THE earth moves ever so slightly in Clare Duffy’s new play, commissioned for this Traverse Theatre production by Edinburgh’s new writing theatre with the University of Edinburgh’s Institute of Advanced Studies in the Humanities while Duffy was a fellow there. The action takes place in a bathroom, where mother and daughter Margret and Ella are preparing for Ella’s temporary departure from the isolated Scottish island where they both live, with Margret left holding the baby.

Ella is not going to her best friend’s wedding as she says. She is going to save the world, an environmental activist standing firm on the frontline, protecting the earth’s natural resources from being plundered by oil-hungry forces for whom money is all that matters. But what about everything she leaves behind, Margret and her baby included? What or who matters most?

As Margret locks them both in the bathroom, this age-old conundrum between personal and political loyalties are fought over for 65 minutes of cross-generational sparring as worried mothers and rebellious daughters have done since time immemorial. Taking place in more or less real time, Nicholls’ production brings out a pair of nuanced performances by Jennifer Black as Margret and Nesha Caplan as Ella, who are onstage for the play’s full duration.

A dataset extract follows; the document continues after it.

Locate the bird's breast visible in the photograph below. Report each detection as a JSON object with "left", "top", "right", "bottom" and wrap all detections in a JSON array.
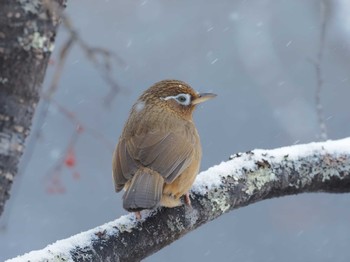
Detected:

If things threaten to go a little bit grand guignol mid-way through, it is only to knock some kind of sense into the pair of them, who are both as good and as bad as each other in their relationship with the responsibilities of being a grown-up. If the bigger, braver life-saving causes they both aspire to are frustratingly just out of reach, the more mundane but just as life-changing first-world problems they must square up to provide some kind of salvation.